Los rasgos borderline le dan al cuadro ese “aire de pollitos mojados” de seres necesitados de
estima, de ayuda, de contención; es por este motivo que las personas se apiadan de ellos e
intentan no dejarlos caer. Al tiempo ya saben a que atenerse: caprichos, reproches por ideas
de “abandono”, falta de responsabilidad, incompetencia en todas las áreas, mala disposición
para buscar ayuda y dependencia infantil. La inconstancia es tan constante como las quejas
por no poder contener las emociones y ser un poco más estable en su conducta. A pesar de
todo lo expuesto los negativistas vacilantes son el subtipo más tolerable, y hasta el que tiene
más probabilidades de ser querido y ayudado. Todo dependerá de la paciencia ajena. Es difícil
comprender los motivos de las reacciones, en general, no son nada claros o son efectos de
estímulos insignificantes. Los demás aprenden a justificar las oscilaciones del estado de ánimo
y a “respirar hondo” antes de responder. Como en los trastornos borderline la apariencia
“bonachona y sufriente” suele compensar los exabruptos.
Los rasgos oscilantes se evidencian desde los primeros encuentros amorosos. El cortejo es
complicado con fugaces raptos de entendimiento, diversión y placer.
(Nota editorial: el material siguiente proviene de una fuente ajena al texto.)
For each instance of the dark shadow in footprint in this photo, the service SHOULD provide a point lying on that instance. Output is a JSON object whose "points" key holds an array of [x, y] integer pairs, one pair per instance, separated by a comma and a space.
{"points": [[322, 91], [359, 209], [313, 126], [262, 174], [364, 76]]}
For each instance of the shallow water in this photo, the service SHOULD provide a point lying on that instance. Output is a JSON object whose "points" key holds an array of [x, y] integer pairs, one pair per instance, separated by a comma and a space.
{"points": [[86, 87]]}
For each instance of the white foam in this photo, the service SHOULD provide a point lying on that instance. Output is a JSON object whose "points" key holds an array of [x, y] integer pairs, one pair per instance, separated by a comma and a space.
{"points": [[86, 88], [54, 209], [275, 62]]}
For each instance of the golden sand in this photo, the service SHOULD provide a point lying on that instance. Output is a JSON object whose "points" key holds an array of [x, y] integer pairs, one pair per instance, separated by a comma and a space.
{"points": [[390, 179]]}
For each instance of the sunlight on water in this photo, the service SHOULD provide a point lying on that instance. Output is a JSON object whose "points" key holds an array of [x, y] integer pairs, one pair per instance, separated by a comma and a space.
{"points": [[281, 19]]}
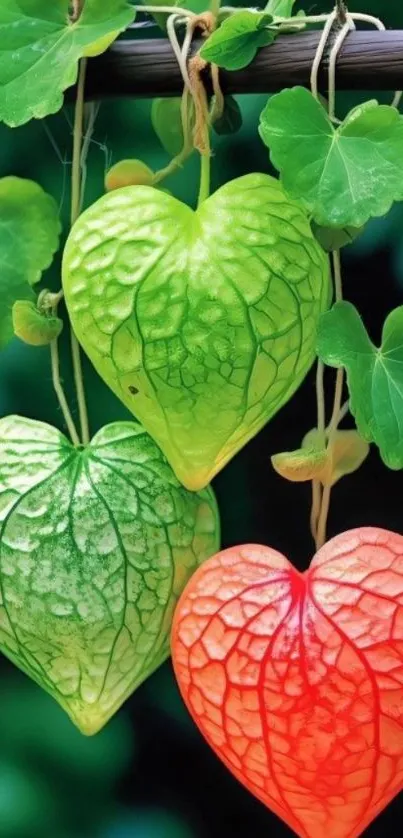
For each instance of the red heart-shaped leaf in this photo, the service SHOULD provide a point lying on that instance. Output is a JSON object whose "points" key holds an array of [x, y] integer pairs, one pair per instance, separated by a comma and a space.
{"points": [[296, 680]]}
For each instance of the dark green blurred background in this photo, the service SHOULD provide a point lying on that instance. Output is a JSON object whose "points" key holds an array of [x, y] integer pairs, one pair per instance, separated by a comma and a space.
{"points": [[149, 774]]}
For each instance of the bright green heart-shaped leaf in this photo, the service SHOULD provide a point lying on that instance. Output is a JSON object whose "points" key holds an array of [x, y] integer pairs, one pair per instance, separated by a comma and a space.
{"points": [[33, 326], [96, 544], [235, 43], [203, 323], [40, 49], [29, 237], [343, 175], [374, 376]]}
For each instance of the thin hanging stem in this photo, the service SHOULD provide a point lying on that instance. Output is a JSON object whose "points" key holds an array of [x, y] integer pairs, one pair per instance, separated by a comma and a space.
{"points": [[75, 212], [204, 190], [337, 414], [61, 397]]}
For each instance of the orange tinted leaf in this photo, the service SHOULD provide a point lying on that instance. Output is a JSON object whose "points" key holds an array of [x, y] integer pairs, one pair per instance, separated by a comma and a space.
{"points": [[296, 681]]}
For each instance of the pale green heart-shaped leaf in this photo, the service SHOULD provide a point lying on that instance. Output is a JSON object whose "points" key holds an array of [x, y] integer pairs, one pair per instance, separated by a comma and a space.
{"points": [[40, 49], [320, 459], [374, 375], [96, 544], [29, 237], [203, 323], [300, 465], [235, 43], [34, 327], [343, 175]]}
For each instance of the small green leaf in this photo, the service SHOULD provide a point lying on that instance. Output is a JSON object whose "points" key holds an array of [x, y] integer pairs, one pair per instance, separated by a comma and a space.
{"points": [[342, 175], [280, 8], [334, 238], [166, 118], [29, 237], [161, 18], [40, 50], [96, 545], [374, 376], [345, 454], [301, 465], [214, 312], [34, 327], [128, 173], [235, 43], [231, 119], [320, 460]]}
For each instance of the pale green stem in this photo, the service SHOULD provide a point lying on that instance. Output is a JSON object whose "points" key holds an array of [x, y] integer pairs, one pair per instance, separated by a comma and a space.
{"points": [[204, 190], [75, 212], [57, 384], [337, 413]]}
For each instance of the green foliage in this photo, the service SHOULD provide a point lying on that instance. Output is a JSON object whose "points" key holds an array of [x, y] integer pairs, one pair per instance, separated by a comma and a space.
{"points": [[334, 238], [235, 43], [375, 376], [342, 175], [280, 8], [211, 325], [128, 173], [29, 237], [46, 47], [322, 459], [33, 326], [230, 122], [96, 545]]}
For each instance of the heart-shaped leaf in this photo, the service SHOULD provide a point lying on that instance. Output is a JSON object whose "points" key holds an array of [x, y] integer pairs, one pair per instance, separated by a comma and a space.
{"points": [[296, 680], [95, 547], [203, 323], [235, 43], [29, 237], [343, 175], [40, 49]]}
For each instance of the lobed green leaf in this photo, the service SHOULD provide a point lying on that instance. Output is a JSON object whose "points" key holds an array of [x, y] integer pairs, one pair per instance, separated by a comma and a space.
{"points": [[342, 175], [40, 49], [374, 375]]}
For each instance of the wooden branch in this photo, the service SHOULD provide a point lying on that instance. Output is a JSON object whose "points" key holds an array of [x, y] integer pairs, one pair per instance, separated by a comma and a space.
{"points": [[369, 60]]}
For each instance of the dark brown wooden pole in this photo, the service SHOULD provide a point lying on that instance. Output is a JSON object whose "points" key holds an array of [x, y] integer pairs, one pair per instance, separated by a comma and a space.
{"points": [[369, 60]]}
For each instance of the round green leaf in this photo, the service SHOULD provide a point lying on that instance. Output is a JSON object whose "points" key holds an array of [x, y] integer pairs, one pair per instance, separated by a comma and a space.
{"points": [[343, 175], [374, 375], [128, 173], [235, 43], [203, 323], [40, 50], [96, 545], [29, 236]]}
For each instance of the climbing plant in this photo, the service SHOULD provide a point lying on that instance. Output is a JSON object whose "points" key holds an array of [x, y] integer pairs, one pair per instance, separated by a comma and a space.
{"points": [[204, 322]]}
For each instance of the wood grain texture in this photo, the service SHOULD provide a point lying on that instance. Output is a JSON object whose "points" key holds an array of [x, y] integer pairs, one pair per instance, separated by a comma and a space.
{"points": [[369, 60]]}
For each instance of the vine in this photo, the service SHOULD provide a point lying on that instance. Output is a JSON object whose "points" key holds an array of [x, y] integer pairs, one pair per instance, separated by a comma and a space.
{"points": [[204, 323]]}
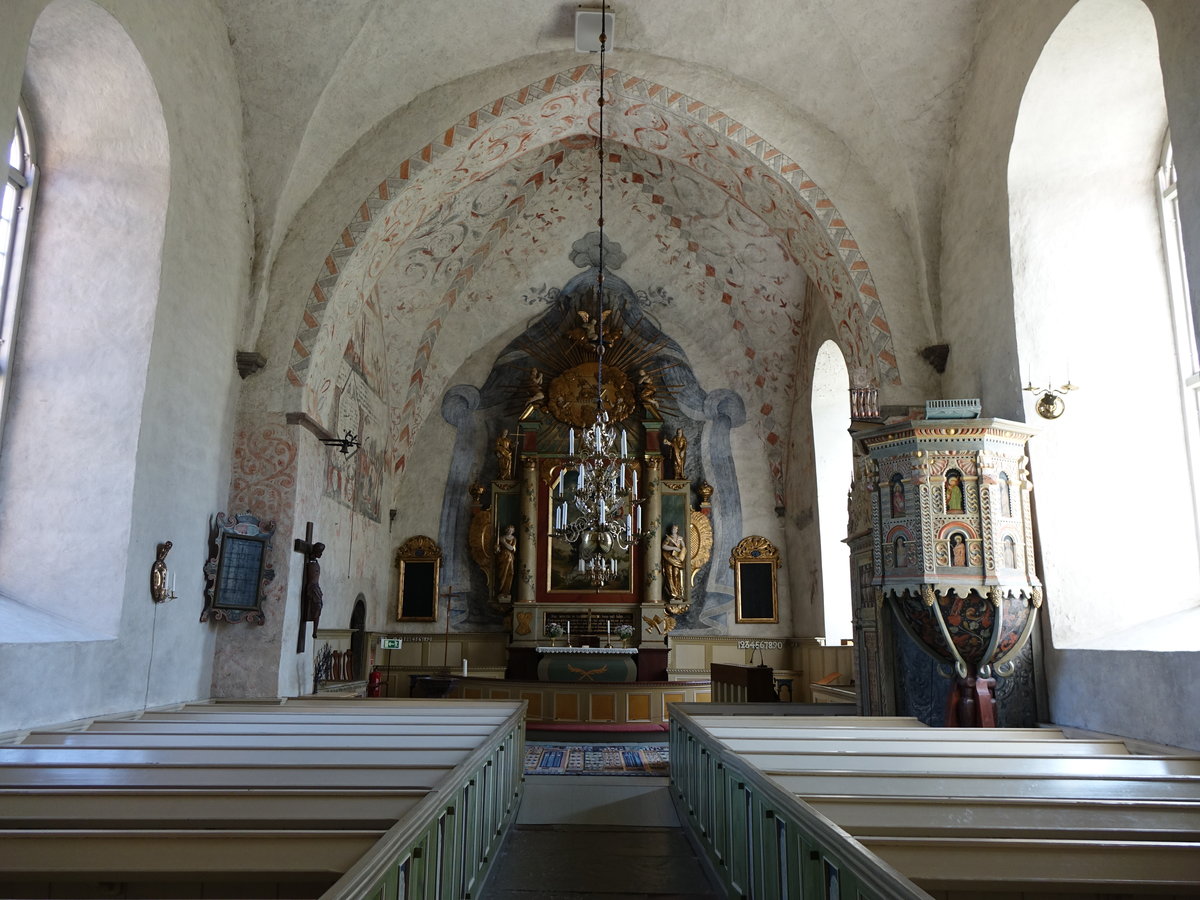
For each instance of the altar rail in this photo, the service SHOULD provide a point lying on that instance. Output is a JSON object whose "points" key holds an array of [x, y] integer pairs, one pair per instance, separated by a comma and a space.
{"points": [[300, 798], [892, 809]]}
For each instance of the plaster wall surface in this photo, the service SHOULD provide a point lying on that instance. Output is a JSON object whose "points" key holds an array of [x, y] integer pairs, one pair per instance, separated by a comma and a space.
{"points": [[160, 654]]}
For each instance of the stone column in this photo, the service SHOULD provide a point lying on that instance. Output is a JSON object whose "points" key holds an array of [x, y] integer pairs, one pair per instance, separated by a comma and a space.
{"points": [[653, 521], [527, 545]]}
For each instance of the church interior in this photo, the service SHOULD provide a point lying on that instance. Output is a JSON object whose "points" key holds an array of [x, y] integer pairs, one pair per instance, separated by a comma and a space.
{"points": [[367, 349]]}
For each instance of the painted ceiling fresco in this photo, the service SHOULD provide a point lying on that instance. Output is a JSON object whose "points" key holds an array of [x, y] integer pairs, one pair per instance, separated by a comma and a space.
{"points": [[707, 214]]}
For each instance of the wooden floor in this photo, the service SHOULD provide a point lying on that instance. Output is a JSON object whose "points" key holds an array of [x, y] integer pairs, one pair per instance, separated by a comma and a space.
{"points": [[586, 838]]}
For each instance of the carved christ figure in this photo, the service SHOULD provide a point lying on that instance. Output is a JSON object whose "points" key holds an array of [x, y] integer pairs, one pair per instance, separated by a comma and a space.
{"points": [[673, 562]]}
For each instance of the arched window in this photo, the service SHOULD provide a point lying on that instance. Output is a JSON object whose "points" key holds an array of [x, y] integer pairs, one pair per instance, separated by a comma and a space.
{"points": [[15, 214]]}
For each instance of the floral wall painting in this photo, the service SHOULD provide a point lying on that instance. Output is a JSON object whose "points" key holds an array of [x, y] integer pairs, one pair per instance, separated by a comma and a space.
{"points": [[954, 491]]}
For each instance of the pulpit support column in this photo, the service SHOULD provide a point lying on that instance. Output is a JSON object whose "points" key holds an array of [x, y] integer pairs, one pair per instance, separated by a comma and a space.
{"points": [[527, 547], [654, 531]]}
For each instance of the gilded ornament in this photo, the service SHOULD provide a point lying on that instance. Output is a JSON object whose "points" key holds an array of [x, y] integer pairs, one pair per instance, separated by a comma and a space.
{"points": [[700, 541], [573, 395], [928, 595]]}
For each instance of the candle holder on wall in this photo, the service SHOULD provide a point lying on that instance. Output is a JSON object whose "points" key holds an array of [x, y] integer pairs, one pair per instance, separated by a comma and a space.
{"points": [[162, 587]]}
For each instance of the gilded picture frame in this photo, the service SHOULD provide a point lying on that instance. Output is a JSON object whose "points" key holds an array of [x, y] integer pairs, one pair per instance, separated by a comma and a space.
{"points": [[755, 562], [419, 564]]}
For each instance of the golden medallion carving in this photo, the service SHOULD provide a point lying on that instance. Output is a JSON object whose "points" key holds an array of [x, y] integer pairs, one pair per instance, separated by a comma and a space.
{"points": [[573, 395], [481, 540], [700, 541]]}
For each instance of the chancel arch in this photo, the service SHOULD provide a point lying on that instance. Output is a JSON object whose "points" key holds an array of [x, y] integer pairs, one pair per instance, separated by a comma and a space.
{"points": [[1085, 241]]}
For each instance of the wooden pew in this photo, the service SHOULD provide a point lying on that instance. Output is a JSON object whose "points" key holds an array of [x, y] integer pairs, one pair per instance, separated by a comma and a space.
{"points": [[257, 799], [963, 813]]}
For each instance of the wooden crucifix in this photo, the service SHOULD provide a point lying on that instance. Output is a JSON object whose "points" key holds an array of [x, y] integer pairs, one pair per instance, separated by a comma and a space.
{"points": [[311, 599]]}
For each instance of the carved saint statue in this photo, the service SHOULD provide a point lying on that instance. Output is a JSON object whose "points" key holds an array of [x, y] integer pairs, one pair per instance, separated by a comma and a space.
{"points": [[505, 562], [953, 493], [673, 562], [537, 393], [678, 450], [648, 394], [504, 455]]}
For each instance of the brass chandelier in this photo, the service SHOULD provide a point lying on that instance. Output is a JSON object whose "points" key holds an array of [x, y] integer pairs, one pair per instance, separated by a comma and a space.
{"points": [[601, 513]]}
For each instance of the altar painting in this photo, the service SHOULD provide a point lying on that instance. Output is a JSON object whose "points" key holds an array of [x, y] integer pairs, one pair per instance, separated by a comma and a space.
{"points": [[565, 561]]}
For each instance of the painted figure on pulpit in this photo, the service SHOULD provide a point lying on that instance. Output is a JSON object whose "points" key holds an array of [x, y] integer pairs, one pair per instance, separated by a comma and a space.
{"points": [[673, 563], [505, 562], [958, 550]]}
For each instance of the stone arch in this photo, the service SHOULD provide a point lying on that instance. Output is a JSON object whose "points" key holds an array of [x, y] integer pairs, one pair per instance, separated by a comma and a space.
{"points": [[1085, 237], [485, 138]]}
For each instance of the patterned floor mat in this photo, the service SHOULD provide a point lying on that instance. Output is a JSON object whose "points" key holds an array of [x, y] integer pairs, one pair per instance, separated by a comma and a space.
{"points": [[595, 759]]}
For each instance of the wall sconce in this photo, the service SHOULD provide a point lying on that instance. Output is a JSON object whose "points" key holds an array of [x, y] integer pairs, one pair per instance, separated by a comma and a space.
{"points": [[162, 582], [1050, 405], [347, 445]]}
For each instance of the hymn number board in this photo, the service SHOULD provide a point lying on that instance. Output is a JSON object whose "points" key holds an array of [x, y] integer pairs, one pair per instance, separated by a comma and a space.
{"points": [[238, 570]]}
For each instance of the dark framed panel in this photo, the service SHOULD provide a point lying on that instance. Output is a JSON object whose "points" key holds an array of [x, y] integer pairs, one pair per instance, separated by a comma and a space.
{"points": [[755, 563], [419, 561], [238, 570]]}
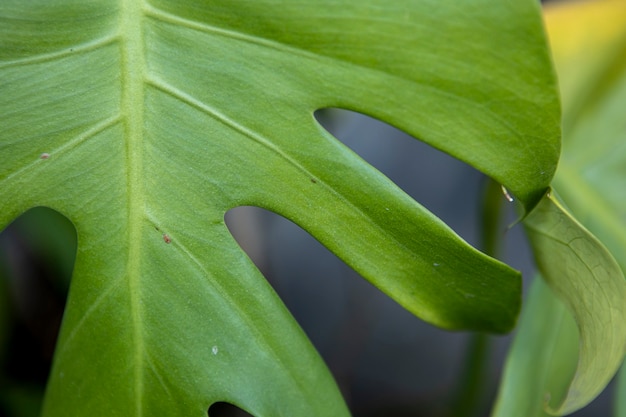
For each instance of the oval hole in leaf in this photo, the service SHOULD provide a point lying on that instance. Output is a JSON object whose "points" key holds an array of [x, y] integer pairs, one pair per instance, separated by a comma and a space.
{"points": [[224, 409], [382, 357], [446, 186], [37, 253]]}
Parece mentira que
muchas parejas sean tan tolerantes y que brevísimos instantes en los que se “toca el cielo con
las manos” sean suficientes para sobrellevar lo que viene después. A veces la esperanza
puede más que cualquier impedimento. Durante los períodos “malos”, los negativistas
vacilantes, pueden preferir estar solos, buscar compañías ocasionales o abusar del alcohol u
otro tipo de sustancias. Lo impredecible de sus reacciones y la reclusión o distancia a la que a
veces se someten les da un aire de taciturnos, misteriosos o extravagantes, mucho más si
gozan de inclinaciones artísticas. Lo creativo actúa como una descarga de sus tensiones
intrapsíquicas, sin embargo, también se incrementa el impulso por destruir lo creado. La
paradoja se sustenta en la dificultad que tienen para aceptar el producto de sus capacidades.
Son severos críticos de su propia obra. No les interesa la evaluación ajena, sino su propio
juicio de valor sobre la producción. Quizás a lo largo del tiempo muchos artistas hayan tenido
rasgos negativistas oscilantes que los han llevado a ocultar o a destruir el fruto de su creación;
miserias para sus mentes insatisfechas, riquezas insospechadas para el mundo.
Cuando este subtipo de negativistas se afianza en una relación el descontento consigo mismo
decrece, se vuelve algo más “piadoso”. Los adultos jóvenes, informales y poco rígidos toleran
mejor los rasgos negativistas de sus compañeros que sus pares rígidos, conservadores y
predecibles. Las parejas que persisten a toda costa junto a los negativistas oscilantes, son
aquellas que comparten rasgos de inestabilidad, toleran al extremo los arranques impulsivos,
encuentran goce en lo impredecible de las conductas, y saben tomar distancia en los
momentos más críticos. Las que huyen tienen escaso nivel de tolerancia, compiten por ser
dependientes, se sienten incomprendidas y carentes de contención, son fieles al plan de vida
que han incorporado de sus padres y la sociedad, no entienden los desniveles emocionales ni
la creación artística, sucumben frente al abuso de alcohol o sustancias de su partenaire, se
dejan llevar por voces foráneas a la pareja, especialmente de sus padres; tienen una visión
desgraciada del futuro y no pueden tomar distancia en los momentos críticos. También vamos
a encontrar que las personas se alejan de los negativistas vacilantes para no meterse en
conflictos mayores. Refieren que les provoca ira e impulsos violentos y temen no saber cómo
frenarlos, al mismo tiempo sienten compasión y no desearían hacerles ningún tipo de daño. En
otros casos la distancia y el tiempo ayudan a “curar” heridas. Parejas que se han visto
desbordadas por situaciones conflictivas, fruto del ánimo negativista y la dependencia o el
rechazo de su partenaire, vuelven a reencontrarse después de haber pasado por otras formas
de comunicación indirectas (E- mail, cartas, teléfono) con las que el negativista se lleva mejor
para confesar sus deseos y preocupaciones. Estas personalidades son conscientes de que
deben aprender a controlar sus vaivenes anímicos para llevar adelante relaciones más
duraderas, en las que puedan volcar, sin condicionantes críticos, todo lo que tienen para dar.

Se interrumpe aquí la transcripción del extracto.